Slow docker commands with: credsStore and credHelpers

pecigonzalo commented 5 years ago

Similar to the error reported here: https://github.com/docker/cli/issues/1591 seems like the ecr-login helper takes a really long time to timeout finding credentials. I could not find in the SDK any parameter to optimize this workflow, but I think it could be a good idea to "return" faster from the cred search if creds are not found. Unfortunately, the logs do not show in which section is taking so long, but I assume is trying to connect to the introspective API and waiting for a timeout there.

samuelkarp commented 5 years ago

@pecigonzalo Can you tell me a bit more about how you're using the credential helper and how you have it configured? I suspect that delay is because the credential helper is trying to grab credentials from the link-local address 169.254.169.254 (the address used by the EC2 instance metadata service) and the timeout is set too long.

pecigonzalo commented 5 years ago

Samuel, most of it is explained in the linked issue to Docker. I suspect the same thing as I mentioned on the main message, I think it's a timeout on the introspection API (169....).

This is on a workstation, not a server and we don't have the creds all the time, we use aws-vault to only expose credentials as required. I understand this is not covering 80% of the use cases, but it would be ideal.

On Fri, Dec 28, 2018, 8:09 PM Samuel Karp <notifications@github.com wrote:

@pecigonzalo https://github.com/pecigonzalo Can you tell me a bit more about how you're using the credential helper and how you have it configured? I suspect that delay is because the credential helper is trying to grab credentials from the link-local address 169.254.169.254 (the address used by the EC2 instance metadata service) and the timeout is set too long.

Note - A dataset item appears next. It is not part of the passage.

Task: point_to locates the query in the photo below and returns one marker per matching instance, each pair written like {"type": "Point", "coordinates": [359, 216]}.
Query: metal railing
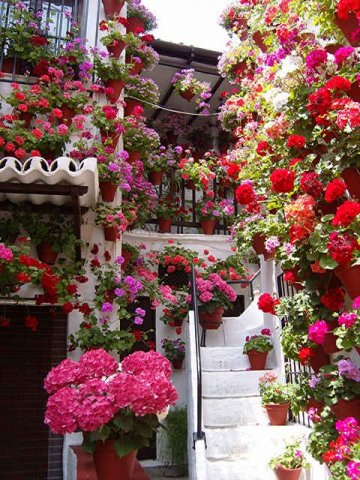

— You are receiving this because you were mentioned. Reply to this email directly, view it on GitHub https://github.com/awslabs/amazon-ecr-credential-helper/issues/137#issuecomment-450411493, or mute the thread https://github.com/notifications/unsubscribe-auth/AJcviQwzIdAUUP3rWDjOWBuGBWaFb1aMks5u9mxkgaJpZM4ZkBox .

samuelkarp commented 5 years ago

Do you have credentials in your ~/.aws/credentials, do you pass credentials as environment variables, or something else?

pecigonzalo commented 5 years ago

As mentioned, when the error happens is when there are no credentials. Im not even using an ECR repo, that is the issue. There are 2 parts: A) docker still tries to get credentials for a repo not related to what we are trying to build (docker issue) B) ecr-login takes to long to timeout when there are no credentials present

What I think we should tune is that timeout.

On Fri, Dec 28, 2018, 9:46 PM Samuel Karp <notifications@github.com wrote:

Do you have credentials in your ~/.aws/credentials, do you pass credentials as environment variables, or something else?

— You are receiving this because you were mentioned. Reply to this email directly, view it on GitHub https://github.com/awslabs/amazon-ecr-credential-helper/issues/137#issuecomment-450424483, or mute the thread https://github.com/notifications/unsubscribe-auth/AJcvidZwTfuNFzixXszmk4Z6ODgdfkg2ks5u9oMygaJpZM4ZkBox .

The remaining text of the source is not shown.